“Peace be with you!”

Have you ever lost that which was most dear to you?  That which filled your heart with joy and hope and love?  That which gave your life a sense of purpose and significance?

That’s where Thomas found himself following the death of Jesus.  For three years, Thomas had followed Jesus wholeheartedly.  For three years, Jesus had been the focus and the center of Thomas’ life.  Everything that made life worth living, he found in Jesus.

Suddenly, Jesus was gone.  He had been executed in horrible fashion.  Nails had been driven through His wrists, impaling Him to a wooden cross.  For six hours, Jesus hung upon that cross until, at last, a soldier drove a spear through Jesus’ side to guarantee that Jesus was dead.

What do you do in the midst of overwhelming loss and grief?  What do you do when your world comes crashing down?

Some people find solace in the company of others.  They turn to those who can share their grief.  Others run away from the company of others.  They feel a need to be alone in their despair. 

Thomas seems to have been one who needed to be alone.  The other disciples sought each other out.  They found solace in each other’s company.  But Thomas went off by himself.

While Thomas was away, though, something incredible happened.  As the other disciples were huddled together in a locked house, Jesus suddenly appeared with them and said to them, “Peace be with you.”

Though Jesus had been crucified, He was alive again!  He had risen from the dead!  They saw Him, and their hearts were filled again with joy and hope and faith.

They found Thomas and told him the good news.  But Thomas was too overcome with despair to receive their good news.  The floor had been pulled out from under him when Jesus died upon the cross.  Thomas was not about to get his hopes up again if their story couldn’t be proven to be true.

He asks for evidence.  He knows what happened to Jesus.  He knows about the nails in Jesus’ hands and feet.  He knows about the spear driven into Jesus’ heart.  If he is going to believe in some report of Jesus’ resurrection, he needs to know that anyone who presents himself as one risen from the dead is truly the one who died upon the cross.  That is a natural response from one who has been crushed by despair.

I am struck by what transpires from here.  We do not find a report of Thomas taking the initiative to search for evidence to prove or dispel his doubts about Jesus’ resurrection.  Thomas is too full of despair to do that.

It is Jesus who takes the initiative. 

Seven days later, the disciples are together again.  This time Thomas is with them.  (I wonder whether it took a full week before Thomas felt ready to hang out with friends whose grief had turned to joy.)  Though the doors are shut, Jesus appears in their midst and announces to them, “Peace be with you.”

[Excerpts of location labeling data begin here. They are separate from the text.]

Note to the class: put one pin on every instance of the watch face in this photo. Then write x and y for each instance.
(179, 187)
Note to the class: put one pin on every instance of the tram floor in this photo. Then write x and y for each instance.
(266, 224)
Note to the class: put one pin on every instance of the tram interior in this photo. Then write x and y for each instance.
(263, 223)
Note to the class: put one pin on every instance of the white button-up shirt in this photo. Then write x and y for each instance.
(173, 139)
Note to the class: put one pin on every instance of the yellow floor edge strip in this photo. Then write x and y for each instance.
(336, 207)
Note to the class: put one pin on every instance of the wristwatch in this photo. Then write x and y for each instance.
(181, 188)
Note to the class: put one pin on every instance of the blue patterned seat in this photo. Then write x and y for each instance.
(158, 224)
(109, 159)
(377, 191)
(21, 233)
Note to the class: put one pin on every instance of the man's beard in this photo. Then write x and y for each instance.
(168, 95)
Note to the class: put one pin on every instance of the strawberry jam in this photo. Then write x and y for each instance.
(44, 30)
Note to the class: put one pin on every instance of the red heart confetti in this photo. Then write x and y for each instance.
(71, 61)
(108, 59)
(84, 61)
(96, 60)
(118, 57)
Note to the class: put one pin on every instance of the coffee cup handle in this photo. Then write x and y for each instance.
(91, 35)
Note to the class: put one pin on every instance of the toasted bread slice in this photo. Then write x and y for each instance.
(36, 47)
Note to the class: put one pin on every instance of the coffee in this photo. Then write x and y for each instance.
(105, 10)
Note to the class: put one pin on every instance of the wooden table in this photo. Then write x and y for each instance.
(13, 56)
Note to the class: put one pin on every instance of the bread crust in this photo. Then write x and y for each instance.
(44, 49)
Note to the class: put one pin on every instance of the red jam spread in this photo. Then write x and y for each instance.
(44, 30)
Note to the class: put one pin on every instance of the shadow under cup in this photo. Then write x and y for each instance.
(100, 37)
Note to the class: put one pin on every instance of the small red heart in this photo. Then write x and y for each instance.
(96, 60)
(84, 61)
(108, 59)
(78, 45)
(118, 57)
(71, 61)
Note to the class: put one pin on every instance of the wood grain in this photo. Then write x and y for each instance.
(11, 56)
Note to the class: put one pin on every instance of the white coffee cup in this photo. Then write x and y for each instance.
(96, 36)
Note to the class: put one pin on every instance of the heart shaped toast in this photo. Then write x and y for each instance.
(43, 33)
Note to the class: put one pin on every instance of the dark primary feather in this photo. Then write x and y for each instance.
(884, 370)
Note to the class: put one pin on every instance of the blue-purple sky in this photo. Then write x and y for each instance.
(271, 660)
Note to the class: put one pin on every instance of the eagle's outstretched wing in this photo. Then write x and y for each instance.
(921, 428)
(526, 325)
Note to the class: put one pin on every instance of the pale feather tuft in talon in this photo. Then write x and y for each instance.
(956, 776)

Jesus extends to them a peace that comes from the presence of a Savior whom death cannot hold down and who will always be with us.  Because we are loved by a Savior who overcame death, we can live in the hope and the peace of Deuteronomy 31:8: “The Lord Himself goes before you and will be with you; He will never leave you nor forsake you.  Do not be afraid; do not be discouraged.”  And because we are loved by a Savior who overcame death we can live in the love and peace of Romans 8:38-39: “For I am convinced that neither death nor life, neither angels nor demons, neither the present nor the future, nor any powers, neither height nor depth, nor anything else in all creation, will be able to separate us from the love of God that is in Christ Jesus our Lord.”

Then Jesus addresses Thomas in particular.  The initiative He takes toward Thomas is loving.  He does not cross His arms, with His fists buried in His armpits in petulant anger, preventing Thomas from seeing the marks in His hands.  He does not take away Thomas’ voice for expressing doubt, or remove his sight for wanting to see proof.  He doesn’t scold or ridicule Thomas.  He graciously holds out His hands and reveals His side, saying to Thomas, “Put your finger here and see my hands.  Reach out your hand and put it in my side.  Do not doubt but believe.” 

Jesus took the initiative not just in showing Himself to Thomas but also in drawing Thomas to Him.  It’s what He keeps doing.  In His love for us, Jesus keeps reaching out, revealing His closeness to us, and drawing people to the love and to the peace of God.